母「聞こえてるんでしょ?なんで生きてるの?」
娘「……えぇ?」ニヤニヤ
母「ッ!」イラッ
母「気持ち悪いんだよッ!!!」
ドッッ!
娘「うぐっ…ゲホッ、く、ふふ、ふ、ひひ」ニヤニヤ
母「チッ」
娘「お母さん、もう叩かないの?」
母「うるさい!どっか行け!!」イライラ
娘「…分かった。いつもの時間に帰ってくるからね」ニコッ
返事はない。いつものことだけど。
分かってるよお母さん。ほんとはずっと一緒にいたいんでしょ?ほんとはもっと「愛したい」んでしょ?
私ももっと「愛されたい」よ!
けど。これ以上「愛」をもらったら、お母さんがいじめられちゃうからね。
親子の愛を否定するなんて、世の中どうなってんのよ。
《どこかの屋上》
古く、所々錆びた柵に身を預ける。
ギィ。
今にも外れてしまいそうな柵。このまま柵が外れて落ちたら、どうなるのかな?
死ぬのは分かってる。
そういうことじゃなくて、私は死んだ後のことだ。
娘「まず悲鳴が聞こえてー、野次馬が集まってー…あ、写メとか撮られちゃうのかなー?」
『キャー!!』『救急車よべ!』『人がふってきた!』『うわ、グロ…』『もしもし?今、リアルで死体見てるんだけどwwグロww』『おぇぇ…』
その光景は容易に想像できる。
こういうことを考えるのは嫌いじゃない。むしろ楽しい。
別に死にたいわけじゃない。
誰だって、死にたくなんかないでしょ?
自ら死んで逝った人達だって、できれば死にたくなかったはずだ。
ただ、死ぬ以外に選択肢が見つからなかっただけで。
私は、私が死んだことでどんなに周囲に影響を及ぼすのかが気になるだけ。
グチャグチャになった私の死体を見た人は、もしかしたら一生のトラウマになるかもしれない。
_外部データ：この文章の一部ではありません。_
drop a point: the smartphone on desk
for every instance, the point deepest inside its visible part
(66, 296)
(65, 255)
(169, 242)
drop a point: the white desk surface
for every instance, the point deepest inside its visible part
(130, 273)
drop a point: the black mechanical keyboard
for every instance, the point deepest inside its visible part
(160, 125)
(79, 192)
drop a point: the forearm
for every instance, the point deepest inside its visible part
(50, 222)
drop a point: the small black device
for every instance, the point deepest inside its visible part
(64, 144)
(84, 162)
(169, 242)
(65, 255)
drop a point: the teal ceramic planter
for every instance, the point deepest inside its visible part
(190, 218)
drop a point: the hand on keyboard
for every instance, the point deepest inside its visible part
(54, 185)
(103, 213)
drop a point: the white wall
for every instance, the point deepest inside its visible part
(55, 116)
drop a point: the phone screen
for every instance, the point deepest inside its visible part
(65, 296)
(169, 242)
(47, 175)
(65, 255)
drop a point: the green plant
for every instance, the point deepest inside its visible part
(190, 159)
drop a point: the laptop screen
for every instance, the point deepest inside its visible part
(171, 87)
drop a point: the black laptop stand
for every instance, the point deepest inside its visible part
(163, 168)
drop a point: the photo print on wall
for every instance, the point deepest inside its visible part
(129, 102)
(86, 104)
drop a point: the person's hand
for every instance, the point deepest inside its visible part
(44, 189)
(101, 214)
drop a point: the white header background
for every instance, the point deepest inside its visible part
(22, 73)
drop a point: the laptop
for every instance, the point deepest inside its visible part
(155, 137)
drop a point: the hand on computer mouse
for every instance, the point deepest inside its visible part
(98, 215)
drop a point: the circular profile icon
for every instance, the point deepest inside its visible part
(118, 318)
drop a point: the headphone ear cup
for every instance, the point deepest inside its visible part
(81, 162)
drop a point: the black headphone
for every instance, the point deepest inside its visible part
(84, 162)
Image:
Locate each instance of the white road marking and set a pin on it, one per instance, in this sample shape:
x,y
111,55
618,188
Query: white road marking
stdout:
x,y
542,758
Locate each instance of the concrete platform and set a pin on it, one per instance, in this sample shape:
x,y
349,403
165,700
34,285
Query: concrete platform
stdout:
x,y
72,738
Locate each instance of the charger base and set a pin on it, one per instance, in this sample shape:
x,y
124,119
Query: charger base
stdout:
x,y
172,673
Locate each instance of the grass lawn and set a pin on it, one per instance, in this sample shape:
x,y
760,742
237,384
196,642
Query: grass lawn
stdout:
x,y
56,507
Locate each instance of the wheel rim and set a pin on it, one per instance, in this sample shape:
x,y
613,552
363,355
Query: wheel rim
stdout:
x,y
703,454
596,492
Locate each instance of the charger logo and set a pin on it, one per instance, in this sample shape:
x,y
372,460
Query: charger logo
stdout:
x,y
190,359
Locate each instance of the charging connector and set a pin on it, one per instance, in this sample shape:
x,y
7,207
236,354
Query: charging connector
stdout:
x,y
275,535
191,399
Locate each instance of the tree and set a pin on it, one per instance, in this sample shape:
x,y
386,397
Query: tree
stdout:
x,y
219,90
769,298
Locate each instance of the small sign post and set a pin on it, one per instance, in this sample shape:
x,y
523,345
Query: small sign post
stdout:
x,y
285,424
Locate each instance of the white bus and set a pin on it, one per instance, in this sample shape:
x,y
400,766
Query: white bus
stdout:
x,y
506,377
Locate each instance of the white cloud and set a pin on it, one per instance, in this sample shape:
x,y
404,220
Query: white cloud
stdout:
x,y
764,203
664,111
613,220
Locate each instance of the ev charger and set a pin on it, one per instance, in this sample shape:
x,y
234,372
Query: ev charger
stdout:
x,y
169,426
私の死をネタに、誰かが誰かと盛り上がり仲が深まるかもしれない。
私の死をきっかけに、恋が生まれ新しい命が芽生えるかもしれない。
娘「お母さんは…」
娘「悲しむよね?」ニヤニヤ
《とあるアパートの一室》
あぁ、本当にむかつくガキ。
ニヤニヤニヤニヤ。あたしが殴っても泣かない、叫ばない、誰かに助けを求めない。ただニヤニヤ笑っているだけ。気持ち悪い。
ああ、なるほど。あの子は私が嫌いなのね。
だから私が嫌がることをするんだわ。
私だって嫌いよ。あんな子。
あの子がいなければ、私は『あの人』と結婚できるのに。
はやくしねばいいのに。
ヴーヴー
母「」ビクッ
母「あ、電話……ぁ!」
〈あの人〉だ!愛しい〈あの人〉からの電話!
嬉しい。嬉しい。
母「ウッウウン!あー、あー…よし!」
ピッ
母「は、はい、もしもし。」
男(あの人)『…あ、もしもし。男だけど。もしかして、忙しかった?』
母「いえ、全然!」
男さんのためならいつでも暇です。